El salario de reserva: la variable que la patronal ignora
El concepto económico que falta en la ecuación es el salario de reserva, es decir, el sueldo mínimo por debajo del cual un trabajador no está dispuesto a aceptar un empleo. La crítica más repetida en el análisis económico es que la patronal busca mano de obra barata sin plantearse subir salarios ni reducir la carga fiscal o burocrática que soportan las pymes. Se argumenta que muchas de esas vacantes son contratos temporales de tres o seis meses, con sueldos cercanos al SMI, en sectores de baja productividad donde la tecnología no sustituye la mano de obra.
Vivienda: el muro invisible que bloquea la movilidad laboral
Otro factor que emerge con fuerza es la vivienda. Con alquileres medios que superan los 1.200 euros mensuales en las grandes ciudades, aceptar un empleo en otra provincia se convierte en una operación financieramente ruinosa. El cálculo es demoledor: un trabajador que cobra 1.300 euros al mes y debe desplazarse a una ciudad donde el alquiler se come la mitad del salario, pierde dinero cada mes. La movilidad laboral, en estas condiciones, es un espejismo. La comparación histórica es reveladora: hace cuatro décadas, un piso costaba el equivalente a 25 sueldos medios; hoy, con un salario medio de 1.300 euros, esa misma proporción permitiría comprar una vivienda de 32.500 euros, algo impensable en el mercado actual.
El «ejército laboral de reserva» y el espejismo de la regularización
La propuesta de vincular la regularización de inmigrantes al empleo genera un debate más profundo.

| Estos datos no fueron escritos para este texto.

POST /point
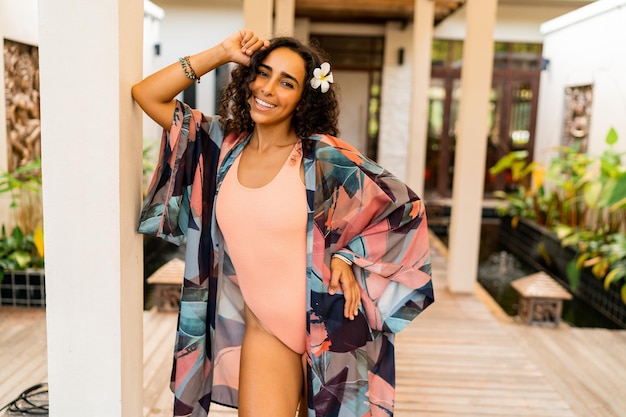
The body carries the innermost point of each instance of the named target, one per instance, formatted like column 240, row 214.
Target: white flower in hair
column 322, row 77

Hay quien sostiene que la llegada de mano de obra extranjera sin filtros duros no resuelve el problema de fondo, sino que crea un ejército laboral de reserva que hunde los salarios. La formación de los inmigrantes, además, no siempre concuerda con la exigencia formativa de las vacantes ofertadas. No se atrae talento, se atrae mano de obra de bajo coste. La sospecha de que el objetivo real es abaratar el factor trabajo, más que cubrir puestos productivos, planea sobre toda la declaración.
La brecha entre el relato y la realidad del mercado laboral
Mientras la patronal insiste en la falta de trabajadores, los portales de empleo muestran una realidad bien distinta: por cada oferta mediocre hay cientos de candidatos. La paradoja es que la tasa de paro española sigue siendo la más alta de Europa. La conclusión que se impone es que el problema no es la falta de mano de obra, sino la calidad de las condiciones ofrecidas. La pregunta que queda en el aire: si realmente hubiera dos millones y medio de vacantes productivas con salarios dignos, ¿no se habrían cubierto ya?